I'm configuring automated build server for iOS application project. I've done most of it. Now, it's the final round. The security.
我正在为iOS应用程序项目配置自动构建服务器。我已经完成了大部分工作。现在,这是最后一轮。安全。
Developer certificate/private key and provisioning profile can be easily installed into Keychain with GUI. But I want to do this via command line to automate even the configuring process. Exporting/importing certificates, private keys, provisioning profiles via command line.
可以使用GUI轻松地将开发人员证书/私钥和配置文件安装到Keychain中。但是我希望通过命令行来实现这一点,甚至可以自动完成配置过程。通过命令行导出/导入证书,私钥,配置文件。
Any recommendations will be very appreciated.
任何建议将非常感谢。
2 个解决方案
#1
46
The always allow GUI is being triggered because codesign hasn't been given an acl to access your private key. try this:
始终允许GUI被触发,因为尚未为codesign提供访问私钥的acl。尝试这个:
security unlock-keychain -p <my keychain password>
security import Certificate.p12 -k ~/Library/Keychains/login.keychain -P password -T /usr/bin/codesign
The -T flag tells security to allow codesign to have access to the keys you are importing in Certificate.p12.

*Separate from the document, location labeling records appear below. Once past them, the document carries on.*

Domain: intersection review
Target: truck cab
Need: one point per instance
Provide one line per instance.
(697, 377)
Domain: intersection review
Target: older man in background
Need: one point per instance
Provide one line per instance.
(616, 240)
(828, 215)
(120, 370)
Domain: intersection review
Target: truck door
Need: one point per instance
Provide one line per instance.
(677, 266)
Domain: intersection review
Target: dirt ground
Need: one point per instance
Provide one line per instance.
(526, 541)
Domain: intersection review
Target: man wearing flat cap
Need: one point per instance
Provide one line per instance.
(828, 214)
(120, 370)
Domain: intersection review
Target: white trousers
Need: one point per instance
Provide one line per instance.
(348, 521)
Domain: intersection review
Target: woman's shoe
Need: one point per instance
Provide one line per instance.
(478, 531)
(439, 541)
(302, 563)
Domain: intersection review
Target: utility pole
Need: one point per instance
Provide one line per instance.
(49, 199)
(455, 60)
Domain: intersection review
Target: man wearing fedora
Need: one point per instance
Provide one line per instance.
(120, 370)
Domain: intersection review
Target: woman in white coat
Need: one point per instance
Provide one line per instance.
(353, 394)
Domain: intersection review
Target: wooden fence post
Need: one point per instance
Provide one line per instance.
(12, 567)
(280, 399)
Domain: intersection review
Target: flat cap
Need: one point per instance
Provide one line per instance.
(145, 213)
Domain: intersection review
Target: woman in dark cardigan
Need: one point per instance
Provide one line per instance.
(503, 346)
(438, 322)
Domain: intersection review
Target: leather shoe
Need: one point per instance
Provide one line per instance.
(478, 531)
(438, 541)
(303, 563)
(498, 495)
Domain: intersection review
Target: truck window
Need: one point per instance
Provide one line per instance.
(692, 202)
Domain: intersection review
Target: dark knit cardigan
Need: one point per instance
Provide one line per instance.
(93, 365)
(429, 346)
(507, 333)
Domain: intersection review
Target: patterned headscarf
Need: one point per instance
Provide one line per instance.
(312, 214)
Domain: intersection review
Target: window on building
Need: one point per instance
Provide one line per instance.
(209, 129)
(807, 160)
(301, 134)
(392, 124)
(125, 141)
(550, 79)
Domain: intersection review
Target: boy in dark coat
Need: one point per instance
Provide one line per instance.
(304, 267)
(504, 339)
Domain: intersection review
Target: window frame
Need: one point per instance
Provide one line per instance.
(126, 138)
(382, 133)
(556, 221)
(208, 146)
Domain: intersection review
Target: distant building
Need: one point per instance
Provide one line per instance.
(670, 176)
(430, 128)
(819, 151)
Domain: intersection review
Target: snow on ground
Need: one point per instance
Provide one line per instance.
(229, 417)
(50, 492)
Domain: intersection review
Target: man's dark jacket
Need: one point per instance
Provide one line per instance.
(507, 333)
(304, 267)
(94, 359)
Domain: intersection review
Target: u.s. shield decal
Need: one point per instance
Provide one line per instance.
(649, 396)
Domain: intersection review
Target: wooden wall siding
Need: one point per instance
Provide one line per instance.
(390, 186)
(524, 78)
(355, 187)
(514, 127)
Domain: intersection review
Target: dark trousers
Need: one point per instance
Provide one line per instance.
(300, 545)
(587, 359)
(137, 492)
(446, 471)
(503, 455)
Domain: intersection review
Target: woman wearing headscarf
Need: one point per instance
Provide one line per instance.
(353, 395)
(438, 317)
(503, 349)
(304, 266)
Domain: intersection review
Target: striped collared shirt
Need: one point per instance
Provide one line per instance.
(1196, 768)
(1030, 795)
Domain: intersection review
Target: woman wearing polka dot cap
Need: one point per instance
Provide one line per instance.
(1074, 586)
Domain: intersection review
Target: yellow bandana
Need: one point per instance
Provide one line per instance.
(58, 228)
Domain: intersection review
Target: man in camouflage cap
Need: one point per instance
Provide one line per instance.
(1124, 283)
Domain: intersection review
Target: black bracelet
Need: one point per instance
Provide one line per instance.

-T标志告诉安全性允许codesign访问您在Certificate.p12中导入的密钥。
#2
15
I found hints from: http://lists.apple.com/archives/apple-cdsa/2010/Mar/msg00021.html
我发现了以下提示:http://lists.apple.com/archives/apple-cdsa/2010/Mar/msg00021.html
The command is security. I'm reading manual page. I'll update this answer later after trial :)
该命令是安全的。我正在阅读手册页。我会在试用后稍后更新这个答案:)
--(edit)--
- (编辑) -
First, we have to give 'Always Allow' access to the certificates/keys in the Keychain manually once. I don't know how to do this without GUI.
首先,我们必须手动“永久允许”访问钥匙串中的证书/密钥一次。没有GUI,我不知道怎么做。
And run the command security unlock-keychain before running build tool for every session. I've used SSH, so I had to execute it once for every login sessions.
并在为每个会话运行构建工具之前运行命令security unlock-keychain。我使用过SSH,因此每次登录时都必须执行一次。
#1
46
The always allow GUI is being triggered because codesign hasn't been given an acl to access your private key. try this:
始终允许GUI被触发,因为尚未为codesign提供访问私钥的acl。尝试这个:
security unlock-keychain -p <my keychain password>
security import Certificate.p12 -k ~/Library/Keychains/login.keychain -P password -T /usr/bin/codesign
The -T flag tells security to allow codesign to have access to the keys you are importing in Certificate.p12.
-T标志告诉安全性允许codesign访问您在Certificate.p12中导入的密钥。
#2
15
I found hints from: http://lists.apple.com/archives/apple-cdsa/2010/Mar/msg00021.html
我发现了以下提示:http://lists.apple.com/archives/apple-cdsa/2010/Mar/msg00021.html
The command is security. I'm reading manual page. I'll update this answer later after trial :)
该命令是安全的。我正在阅读手册页。我会在试用后稍后更新这个答案:)
--(edit)--
- (编辑) -
First, we have to give 'Always Allow' access to the certificates/keys in the Keychain manually once. I don't know how to do this without GUI.
首先,我们必须手动“永久允许”访问钥匙串中的证书/密钥一次。没有GUI,我不知道怎么做。
And run the command security unlock-keychain before running build tool for every session. I've used SSH, so I had to execute it once for every login sessions.
并在为每个会话运行构建工具之前运行命令security unlock-keychain。我使用过SSH,因此每次登录时都必须执行一次。